Monday 27 September 2021

BITE-SIZED REVIEW: No Contest (Paul Lynch, 1995)

Terrorists have taken over the Miss Galaxy beauty contest and it is up to the show's host, martial arts star Sharon Bell (Shannon Tweed) to defeat them and save the contestants.

A Canadian production, No Contest is not particularly good or exciting, but it rides the line thanks to competent deployment of narrative and character cliches, and some interesting swerves.


I want to emphasize that this movie is not technically a ‘good’ movie, but it never veers off into technical incompetence or the singularity of outsider art like The Room.


This is entirely subjective, but from my perspective the movie is watchable because of low expectations.  


The movie is a fairly predictable rip of Die Hard - except it makes enough changes to justify its limited resources.
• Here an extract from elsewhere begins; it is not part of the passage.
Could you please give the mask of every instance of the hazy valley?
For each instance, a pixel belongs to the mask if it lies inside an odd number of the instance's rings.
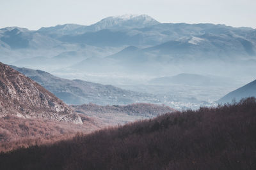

It is also the only Die Hard riff I have seen based around a woman. And Andrew Dice Clay is not bad as the urbane villain. 


The cast are all over the place, but all within a similar bandwidth. Shannon Tweed is pretty wooden in the lead, but she does not take you out of the movie. Robert Davi is solid as her man on the outside. And Roddy Piper is perfectly cast as a scumbag villain. 


The action is fairly low-key, but I spent the movie impressed by how many different parts of the hotel the film managed to show. The movie is small, but they ring as much scope as they can out of the limited canvas. And the filmmakers do not exploit Tweed’s previous career in erotic thrillers - indeed, they use the tease of nudity as a misdirect to get the action started.


It’s not great, but as an exercise in making the most of what you have, it is interesting.